"Mediterraneo in rivolta", un saggio sui cambiamenti politici dei paesi islamici

par Damiano Mazzotti
lunedì 31 ottobre 2011

“Mediterraneo in rivolta” è un saggio fluido e appassionante che racconta i cambiamenti politici repentini dei paesi islamici più vicini all’Italia (Franco Rizzi, www.castelvecchieditore.com, 2011).

Secondo lo storico Franco Rizzi, le ragioni principali delle rivolte arabe non sono materiali: “gli stessi protagonisti hanno sempre rifiutato di definire la loro rabbia” come “una rivolta del pane”. Sono quasi sempre le concause che creano gli avvenimenti e in questo caso, come avvenne nell’Europa dell’Est, si tratta soprattutto di persone che erano stanche di vivere in uno Stato di Polizia.

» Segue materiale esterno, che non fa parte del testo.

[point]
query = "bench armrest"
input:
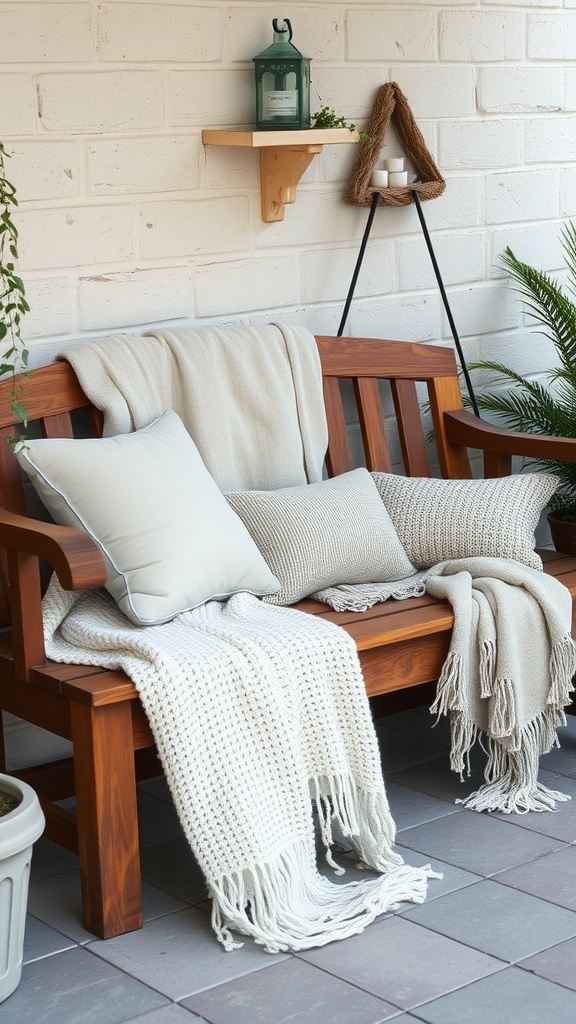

Si tratta di giovani cittadini che hanno viaggiato, che hanno comunicato via internet e che non vogliono più vivere “in una società del terrore, della delazione, della paura di essere spiati, senza poter esprimere liberamente il proprio pensiero”. Si tratta di popolazioni che lottano per liberarsi da sovrani e da governi totalitari, polizieschi, corrotti e considerati troppo filoccidentali.

In effetti “nelle piazze arabe la rabbia verso l’Occidente non è la causa primaria delle rivolte, come dimostra il fatto che non sono state bruciate né una bandiera americana né una israeliana” (p. 17). Ma indubbiamente sempre più persone si sono rese conto che i vecchi colonialisti avevano aiutato e condizionato i vecchi capi indigeni per continuare le loro politiche di sfruttamento (Frantz Fanon, www.associazionefanon.org). Tuttavia pure il processo di selezione dei nuovi capi non sarà facile.

Comunque la scintilla è scoppiata in Tunisia, dove un giovane si è dato fuoco nella piazza del governatorato per protestare contro la corruzione estrema di un sistema che impediva di lavorare. Questa “forma di suicidio non appartiene alla cultura musulmana. Anche gli imam asserviti al potere avevano intuito la portata rivoluzionaria di quei gesti e si erano affrettati a condannarli.

Nonostante ciò, tali forme di protesta si sono diffuse in vari paesi”. Sono apparse rivolte durature, dove i giovani più umili e più poveri si sono uniti ai diplomati, ai laureati e alle classi medie della capitale, indignate per i soprusi e il “racket della famiglia Ben Ali” che controllava tutti i settori.

Però non si possono mettere Paesi come Tunisia, Egitto, Libia, Siria, Yemen, Bahrein “sotto lo stesso tetto di una mega-rivoluzione che non è mai esistita. Certo vi sono caratteristiche comuni, vi è un effetto di imitazione, vi sono ricadute da una crisi sull’altra, ma non esiste un’unica regia né tantomeno un’unica spiegazione” (Lucio Caracciolo, prefazione).

L’effetto dei nuovi strumenti di comunicazione e del passaparola cibernetico è simile in tutti i casi, ma bisogna considerare le caratteristiche dei singoli Paesi, poiché uno Stato antico come l’Egitto non è simile alla Libia, che è ancora uno Stato giovane e tribale costruito dalla diplomazia italiana in tempi recenti e non. 

La Tunisia è il paese africano più evoluto e più vicino all’Europa e sicuramente sarà più facile farci crescere una Democrazia più stabile e più produttiva. Anche in Egitto si possono trovare equilibri accettabili, ma a mio parere negli altri paesi islamici si corre il rischio di ulteriori scontri civili cruenti, anche tra diverse fazioni religiose (“stile” Libano). La Libia potrebbe risentire degli effetti talvolta positivi, talvolta negativi, degli introiti derivanti dalle grandi riserve di petrolio e di gas.

Conclusioni: quando troppi esseri umani si mettono in movimento, i danni collaterali sono quasi sempre inevitabili; la vera libertà impone grandi investimenti di impegno, di fatica, di tempo e di lacrime. Ora il Fondamentalismo islamico si trova con il coltello dalla parte del manico e siccome nessun essere umano può prevedere il futuro possiamo solo osservare l’evoluzione delle cose.

Le mamme dei fondamentalisti sono sempre incinte e i padri di solito hanno la testa dura. In ogni caso la popolazione araba è quintuplicata nel XX secolo e le lotte intestine non mancheranno.

Franco Rizzi insegna Storia dell’Europa e del Mediterraneo all’Università di Roma Tre. Ha fondato l’Unione delle Università del Mediterraneo (www.uni-med.net) e dirige www.medarabnews.com.